Iran’s power throughout the region as the political and ideological lodestar of the “axis of resistance” continues to obstruct the regional policies of the United States and its allies in Syria, the Gulf and elsewhere. But the changes now under way will establish a new and challenging context for old relationships involving not only those alliances associated with Tehran but also those associated with Washington.

Dead enders and those who look forward by looking backward take note. The ripples of detente between Tehran and Washington may well reverberate in places long considered immune to effective diplomacy and cooperation — for example, the role of Hezbollah in Lebanon and even its blood-soaked relationship with Israel. The message of condolence sent by US Secretary of State John Kerry in the wake of the Nov. 19 bombing of the Iranian Embassy in Dahiyeh may be off-putting to many of those steeped in the decadeslong confrontation between Washington and Tehran, but Kerry’s response is indicative of an improvement in US-Iranian relations that will necessarily draw in Hezbollah as well.

Most of the noise, however, has been coming from Washington’s camp, notably from Israel but also Saudi Arabia, both of which see no reason to tamper with the existing regional rules of the game. It is of more than passing interest that Obama has few champions from within the region for his effort. Indeed, his most vehement opponents are his closest historical allies, who are suspicious of the changes Washington and Tehran are cooking up through secret diplomacy.

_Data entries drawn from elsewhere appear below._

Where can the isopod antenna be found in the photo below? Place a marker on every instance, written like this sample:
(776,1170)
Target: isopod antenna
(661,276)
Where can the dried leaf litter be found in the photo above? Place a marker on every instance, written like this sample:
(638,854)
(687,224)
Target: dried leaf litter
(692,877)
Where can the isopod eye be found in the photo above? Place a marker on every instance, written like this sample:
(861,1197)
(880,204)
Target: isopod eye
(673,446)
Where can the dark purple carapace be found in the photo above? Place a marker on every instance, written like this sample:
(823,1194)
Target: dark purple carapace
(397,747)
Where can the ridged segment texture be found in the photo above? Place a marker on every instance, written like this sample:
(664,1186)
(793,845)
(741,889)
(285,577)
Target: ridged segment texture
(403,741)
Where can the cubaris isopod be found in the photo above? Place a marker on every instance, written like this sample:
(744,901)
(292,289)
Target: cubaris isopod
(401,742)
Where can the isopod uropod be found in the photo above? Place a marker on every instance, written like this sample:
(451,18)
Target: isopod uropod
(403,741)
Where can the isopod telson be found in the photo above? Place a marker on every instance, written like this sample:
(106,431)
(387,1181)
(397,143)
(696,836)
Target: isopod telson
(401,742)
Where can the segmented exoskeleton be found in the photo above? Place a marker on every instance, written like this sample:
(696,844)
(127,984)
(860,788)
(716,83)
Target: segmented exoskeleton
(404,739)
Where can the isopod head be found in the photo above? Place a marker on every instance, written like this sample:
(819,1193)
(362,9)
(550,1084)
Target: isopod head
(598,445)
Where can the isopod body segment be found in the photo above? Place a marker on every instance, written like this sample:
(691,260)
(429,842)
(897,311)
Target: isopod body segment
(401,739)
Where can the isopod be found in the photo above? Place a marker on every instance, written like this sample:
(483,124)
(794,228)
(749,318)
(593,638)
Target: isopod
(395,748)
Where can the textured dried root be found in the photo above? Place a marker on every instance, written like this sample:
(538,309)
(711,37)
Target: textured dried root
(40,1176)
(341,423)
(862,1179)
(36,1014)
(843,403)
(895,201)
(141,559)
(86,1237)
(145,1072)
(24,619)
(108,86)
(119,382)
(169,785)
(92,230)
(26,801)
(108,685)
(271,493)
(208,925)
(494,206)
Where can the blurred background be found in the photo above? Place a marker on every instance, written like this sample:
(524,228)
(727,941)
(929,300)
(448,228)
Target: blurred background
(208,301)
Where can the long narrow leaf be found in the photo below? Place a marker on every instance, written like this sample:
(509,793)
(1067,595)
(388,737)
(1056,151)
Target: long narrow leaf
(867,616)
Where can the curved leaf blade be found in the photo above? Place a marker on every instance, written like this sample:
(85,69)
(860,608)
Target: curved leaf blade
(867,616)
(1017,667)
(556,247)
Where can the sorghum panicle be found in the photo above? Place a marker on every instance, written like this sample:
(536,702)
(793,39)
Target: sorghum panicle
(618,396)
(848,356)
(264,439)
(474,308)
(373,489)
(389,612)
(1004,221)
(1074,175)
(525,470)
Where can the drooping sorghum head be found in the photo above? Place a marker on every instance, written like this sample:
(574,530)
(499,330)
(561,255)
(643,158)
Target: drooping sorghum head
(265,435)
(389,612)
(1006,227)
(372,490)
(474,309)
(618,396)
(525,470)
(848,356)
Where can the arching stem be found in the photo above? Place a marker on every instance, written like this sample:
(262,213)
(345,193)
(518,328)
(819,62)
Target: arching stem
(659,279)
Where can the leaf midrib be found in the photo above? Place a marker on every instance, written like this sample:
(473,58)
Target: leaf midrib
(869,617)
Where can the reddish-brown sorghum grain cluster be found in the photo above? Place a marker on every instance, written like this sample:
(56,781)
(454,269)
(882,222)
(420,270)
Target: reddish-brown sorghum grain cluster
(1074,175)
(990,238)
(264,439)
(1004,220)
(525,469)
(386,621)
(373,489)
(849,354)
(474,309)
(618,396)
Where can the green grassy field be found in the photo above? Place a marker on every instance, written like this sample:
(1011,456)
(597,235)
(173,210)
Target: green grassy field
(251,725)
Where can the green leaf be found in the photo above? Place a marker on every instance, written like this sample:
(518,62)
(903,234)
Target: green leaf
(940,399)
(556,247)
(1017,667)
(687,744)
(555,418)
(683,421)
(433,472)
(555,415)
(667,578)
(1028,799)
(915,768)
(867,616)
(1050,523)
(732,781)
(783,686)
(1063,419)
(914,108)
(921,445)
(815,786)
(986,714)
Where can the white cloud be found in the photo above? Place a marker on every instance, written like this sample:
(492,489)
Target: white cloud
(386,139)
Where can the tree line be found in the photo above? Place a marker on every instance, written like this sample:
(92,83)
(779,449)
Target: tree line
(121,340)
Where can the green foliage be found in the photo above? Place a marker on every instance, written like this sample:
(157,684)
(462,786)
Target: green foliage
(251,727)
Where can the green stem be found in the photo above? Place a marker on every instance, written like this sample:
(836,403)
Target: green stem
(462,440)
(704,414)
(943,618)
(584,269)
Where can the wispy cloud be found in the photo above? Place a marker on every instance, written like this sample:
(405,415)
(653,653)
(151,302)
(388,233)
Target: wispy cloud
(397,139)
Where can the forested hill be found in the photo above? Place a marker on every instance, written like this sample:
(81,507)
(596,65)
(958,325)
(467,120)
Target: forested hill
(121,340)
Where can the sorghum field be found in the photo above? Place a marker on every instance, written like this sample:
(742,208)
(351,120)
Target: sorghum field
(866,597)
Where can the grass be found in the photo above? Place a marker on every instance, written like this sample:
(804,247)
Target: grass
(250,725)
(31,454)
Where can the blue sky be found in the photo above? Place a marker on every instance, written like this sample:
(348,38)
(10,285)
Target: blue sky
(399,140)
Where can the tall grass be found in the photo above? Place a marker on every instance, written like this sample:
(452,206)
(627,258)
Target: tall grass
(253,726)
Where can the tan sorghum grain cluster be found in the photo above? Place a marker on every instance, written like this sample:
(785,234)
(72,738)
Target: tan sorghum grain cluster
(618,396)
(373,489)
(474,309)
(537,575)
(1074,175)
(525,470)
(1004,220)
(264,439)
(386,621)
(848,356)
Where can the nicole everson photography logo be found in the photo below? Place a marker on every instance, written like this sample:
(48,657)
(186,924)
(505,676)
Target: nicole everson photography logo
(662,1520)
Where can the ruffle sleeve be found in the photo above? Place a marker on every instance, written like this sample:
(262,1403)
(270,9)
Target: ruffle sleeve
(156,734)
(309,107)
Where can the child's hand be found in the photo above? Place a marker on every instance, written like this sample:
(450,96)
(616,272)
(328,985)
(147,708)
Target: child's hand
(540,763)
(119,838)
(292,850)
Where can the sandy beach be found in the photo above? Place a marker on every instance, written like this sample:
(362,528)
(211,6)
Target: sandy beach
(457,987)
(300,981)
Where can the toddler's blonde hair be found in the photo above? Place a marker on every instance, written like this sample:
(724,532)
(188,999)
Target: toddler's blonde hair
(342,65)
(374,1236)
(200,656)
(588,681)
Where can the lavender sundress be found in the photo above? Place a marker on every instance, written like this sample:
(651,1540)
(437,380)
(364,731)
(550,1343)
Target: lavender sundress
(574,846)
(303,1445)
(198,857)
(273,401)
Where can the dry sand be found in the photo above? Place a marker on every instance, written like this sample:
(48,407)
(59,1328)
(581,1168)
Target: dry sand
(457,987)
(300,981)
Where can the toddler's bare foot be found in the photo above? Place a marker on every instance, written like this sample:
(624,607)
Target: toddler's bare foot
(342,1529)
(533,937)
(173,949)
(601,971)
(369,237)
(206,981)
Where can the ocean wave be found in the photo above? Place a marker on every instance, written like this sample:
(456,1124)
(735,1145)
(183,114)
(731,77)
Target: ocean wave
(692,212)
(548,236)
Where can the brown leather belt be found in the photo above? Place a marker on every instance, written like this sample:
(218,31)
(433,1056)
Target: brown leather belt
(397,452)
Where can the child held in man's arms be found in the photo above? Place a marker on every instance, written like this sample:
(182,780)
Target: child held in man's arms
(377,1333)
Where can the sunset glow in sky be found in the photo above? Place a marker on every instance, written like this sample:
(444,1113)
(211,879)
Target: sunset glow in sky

It is far more comfortable for Israel and Saudi Arabia to fight to protect the status quo — for Israel, Iran’s isolation, for Saudi Arabia, its desire to roll back Iranian influence in Baghdad and Damascus — than to be the object of decisions made in secrecy by powers greater than themselves. Yet, this is the situation unfolding today with Washington’s efforts to establish detente with Iran. There are options available to these new rejectionists, but they are limited and on the whole counterproductive.

Saudi Arabia in particular has been in this uncomfortable position before, when it unsuccessfully lobbied President George W. Bush not to topple Iraqi leader Saddam Hussein. The remedy Obama is offering them today — a recasting of the axis of evil — is no less unwelcome. The ability, however, to torpedo a diplomatic initiative that enjoys unprecedented international and domestic US support is slim, and the price of “success” — undermining the power of the president to define and secure US national interests — is not worth paying.

It is almost certainly the case that the architects of this detente, focused as they must be on making certain but incremental progress on technically challenging negotiations, have themselves yet to fathom its broader implications. Changing the nuclear equation with Iran will prompt other changes, necessarily affecting friends as well as traditional foes. To borrow an analogy, Obama promises that if US allies like their current relations with Washington, they will not be forced to change anything if a deal with Iran is adopted. A basic change in the plan will, however, affect everything, including Washington's relations with allies in Israel, the Gulf and elsewhere. Obama, no less than others, must begin to think about how the region should look after the nuclear file with Iran is sorted, rather than reflexively making promises that he cannot, and will not want to, keep.

There is no certainty that Obama's effort to remake the Middle East will fare better than Bush's orgy of destruction in Iraq. There are powerful interests being challenged by the US-Iranian rapprochement, and there is no reason to believe that they will not try to force the fledgling Obama-Khamenei axis to fail. Regardless, there is every reason to think or to hope that such efforts will come up short.

After missteps on Syria that still threaten a future similar to Iraq's, Obama is establishing another policy trajectory. He aspires to build, not to destroy, in the best case restoring the idea of Syria, making a deal with Iran that leaves the region more — rather than less — secure and establishing a foundation for mutual security and a reduction in regional tensions.